それは「強いから」とか「一匹狼を自覚しているから」ということではない。
圧倒的に自由な自分の世界を楽しんでいるだけなのである。
一人でいるほうが、ちょっとした変化を自分で大きくも小さくも解釈したり、
常識に邪魔されず、巧みに知識を集めて物事を書き換えて楽しめるのだ。
「一人でいて孤立無援にならないかが心配」という発想はいらない。
言語が扱えれば、知識やテクノロジーと関われるので、結果的に何らかの形で人と関われる。
自分で自分を先導し、関わる人を自分から探し求める、そんな自由を持って良いのである。
自分や他の誰かの自由や尊厳を放棄する扇動や扇情でなければ、どんな自由であってもいい。
仮にあなたが、孤立無援で不自由を感じているとしよう。
その時は、自分の知識不足か、周囲の人や環境の知識不足を疑ってみるといい。
知識不足で発言したり行動しても、それはそもそもノイズでしかない。
知識差が邪魔したり、窮屈さを作るのは、お互いに耳障りということだ。
知識不足のままで平気でいられる人にとって、知識不足の指摘はとてつもなく不快だ。
知識が相応に足りている人からすれば、知識不足で話す内容は雑音にしか聞こえない。
知識格差がそもそも壁を作っていると気付ければ、知識で壁を壊してしまえばいい。
また、集団的知識不足は、カビ臭さの始まりである。
特定の文化圏や、特定の社会的属性で、誰も気づかない「同調圧力型のガンコな知識不足」がいくらでも見つかる。
「一人でいること」は、知識とロジックで同調圧力のカビを削ぎ落とし、隙間を作って、次へ抜け出すための要件だ。
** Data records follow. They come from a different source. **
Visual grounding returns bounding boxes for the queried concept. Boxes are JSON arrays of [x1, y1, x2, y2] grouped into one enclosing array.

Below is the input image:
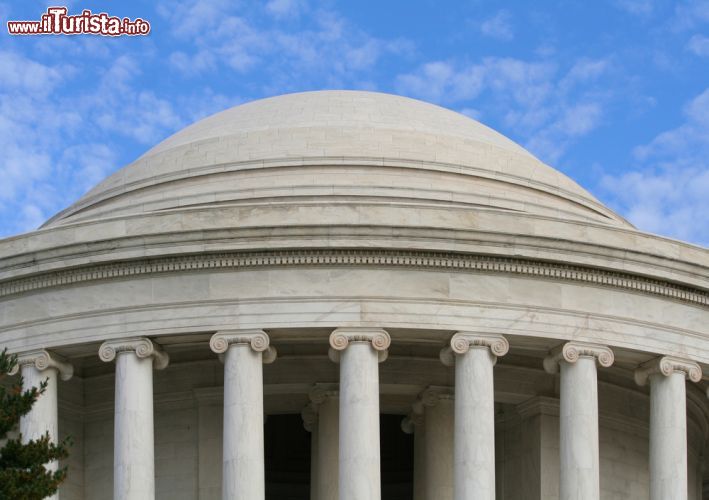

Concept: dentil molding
[[0, 249, 706, 306]]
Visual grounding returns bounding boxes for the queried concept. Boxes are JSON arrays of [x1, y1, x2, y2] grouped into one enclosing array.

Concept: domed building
[[1, 90, 707, 500]]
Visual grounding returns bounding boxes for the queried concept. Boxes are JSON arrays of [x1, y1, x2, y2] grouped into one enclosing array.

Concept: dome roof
[[44, 90, 630, 229]]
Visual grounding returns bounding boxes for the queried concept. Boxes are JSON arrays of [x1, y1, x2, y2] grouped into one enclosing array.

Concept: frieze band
[[0, 249, 705, 306]]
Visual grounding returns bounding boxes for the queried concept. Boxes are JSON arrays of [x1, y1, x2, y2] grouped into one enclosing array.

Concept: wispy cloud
[[670, 0, 709, 31], [157, 0, 412, 86], [687, 34, 709, 56], [479, 10, 514, 41], [599, 89, 709, 246], [265, 0, 306, 19], [396, 56, 612, 163], [612, 0, 655, 17]]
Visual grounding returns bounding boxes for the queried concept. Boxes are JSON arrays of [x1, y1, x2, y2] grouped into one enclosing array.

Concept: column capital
[[8, 349, 73, 381], [439, 332, 509, 367], [209, 329, 277, 364], [543, 341, 614, 374], [401, 385, 453, 434], [99, 337, 169, 370], [301, 403, 318, 432], [302, 383, 340, 431], [634, 355, 702, 386], [309, 383, 339, 405], [328, 327, 390, 363]]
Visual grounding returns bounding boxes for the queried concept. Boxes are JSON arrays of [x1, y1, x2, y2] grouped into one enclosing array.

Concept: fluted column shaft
[[303, 385, 339, 500], [424, 395, 454, 500], [544, 341, 614, 500], [412, 422, 426, 500], [329, 328, 390, 500], [316, 395, 339, 500], [12, 350, 73, 500], [403, 386, 454, 500], [99, 338, 168, 500], [441, 332, 509, 500], [636, 356, 702, 500], [210, 330, 276, 500]]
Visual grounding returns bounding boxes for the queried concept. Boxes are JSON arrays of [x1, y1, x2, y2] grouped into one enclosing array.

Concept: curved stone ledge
[[0, 248, 706, 306]]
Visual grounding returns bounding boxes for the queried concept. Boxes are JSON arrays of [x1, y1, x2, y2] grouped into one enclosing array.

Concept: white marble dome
[[45, 90, 629, 230]]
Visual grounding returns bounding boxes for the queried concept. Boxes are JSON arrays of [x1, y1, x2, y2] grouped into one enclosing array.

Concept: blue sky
[[1, 0, 708, 246]]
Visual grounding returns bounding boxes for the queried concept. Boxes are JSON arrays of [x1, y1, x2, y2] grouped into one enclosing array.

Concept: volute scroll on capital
[[309, 383, 339, 406], [8, 349, 74, 381], [98, 337, 169, 370], [209, 330, 277, 364], [301, 383, 339, 432], [328, 328, 391, 363], [301, 404, 318, 432], [543, 341, 614, 375], [439, 332, 509, 367], [634, 356, 702, 386], [401, 385, 454, 434]]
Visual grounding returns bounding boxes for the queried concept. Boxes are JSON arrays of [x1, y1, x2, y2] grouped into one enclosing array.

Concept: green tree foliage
[[0, 349, 70, 500]]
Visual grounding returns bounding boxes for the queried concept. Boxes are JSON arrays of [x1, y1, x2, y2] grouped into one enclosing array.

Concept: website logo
[[7, 7, 151, 36]]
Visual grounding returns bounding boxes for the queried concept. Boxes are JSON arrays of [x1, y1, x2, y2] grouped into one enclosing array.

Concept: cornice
[[0, 249, 705, 307]]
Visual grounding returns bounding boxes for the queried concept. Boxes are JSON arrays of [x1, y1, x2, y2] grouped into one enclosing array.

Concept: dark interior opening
[[265, 414, 311, 500], [380, 414, 415, 499], [264, 413, 414, 499]]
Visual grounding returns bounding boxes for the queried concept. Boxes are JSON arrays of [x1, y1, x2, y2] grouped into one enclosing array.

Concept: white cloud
[[158, 1, 411, 85], [266, 0, 306, 18], [86, 56, 184, 145], [687, 34, 709, 56], [479, 10, 514, 41], [0, 50, 185, 236], [599, 89, 709, 246], [0, 51, 65, 93], [671, 0, 709, 31], [613, 0, 654, 17], [459, 107, 482, 120], [396, 57, 609, 163]]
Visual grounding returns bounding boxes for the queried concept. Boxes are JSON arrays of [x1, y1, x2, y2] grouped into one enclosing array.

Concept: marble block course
[[0, 91, 707, 500]]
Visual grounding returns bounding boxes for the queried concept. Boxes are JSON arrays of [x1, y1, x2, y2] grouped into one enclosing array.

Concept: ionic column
[[302, 385, 339, 500], [401, 411, 425, 500], [301, 403, 319, 500], [99, 338, 169, 500], [440, 332, 509, 500], [209, 330, 277, 500], [10, 349, 73, 500], [635, 356, 702, 500], [329, 327, 390, 500], [543, 341, 614, 500], [402, 386, 454, 500]]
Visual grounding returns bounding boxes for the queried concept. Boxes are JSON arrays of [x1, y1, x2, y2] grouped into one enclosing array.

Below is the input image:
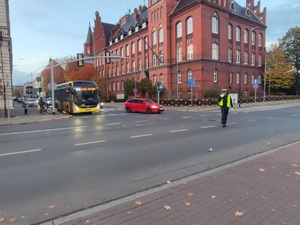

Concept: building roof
[[85, 23, 93, 44], [171, 0, 264, 25]]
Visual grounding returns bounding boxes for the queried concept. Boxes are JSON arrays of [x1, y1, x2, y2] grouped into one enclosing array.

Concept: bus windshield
[[73, 89, 99, 106]]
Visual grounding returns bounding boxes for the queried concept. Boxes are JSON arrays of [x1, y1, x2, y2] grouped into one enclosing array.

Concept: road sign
[[158, 83, 164, 90], [133, 88, 138, 93], [188, 78, 195, 86], [48, 82, 57, 90], [253, 83, 259, 89]]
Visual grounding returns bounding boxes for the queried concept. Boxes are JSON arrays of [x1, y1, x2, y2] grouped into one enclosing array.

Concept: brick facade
[[85, 0, 266, 100]]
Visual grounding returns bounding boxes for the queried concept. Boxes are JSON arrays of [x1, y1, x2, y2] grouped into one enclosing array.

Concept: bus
[[54, 80, 101, 114]]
逆説的だけれども「一人でいること」を維持したことが発端で出会った人のおかげで、
いちばんの悩みが氷解してしまうどころか、ブレイクスルーが生じることなど良くある話だ。
独創性は、知識とロジックと、その延長にある「これを考えているのは自分だけ」という思い込みから生まれる。
「これを考えているのは自分だけ」が多方面からシェアできてしまうと、
そこに思いがけないエネルギーが確保できてしまう。
悩みが知識としてシェアができてしまえば、解決どころか、ブレイクスルーの始まりなんだよね。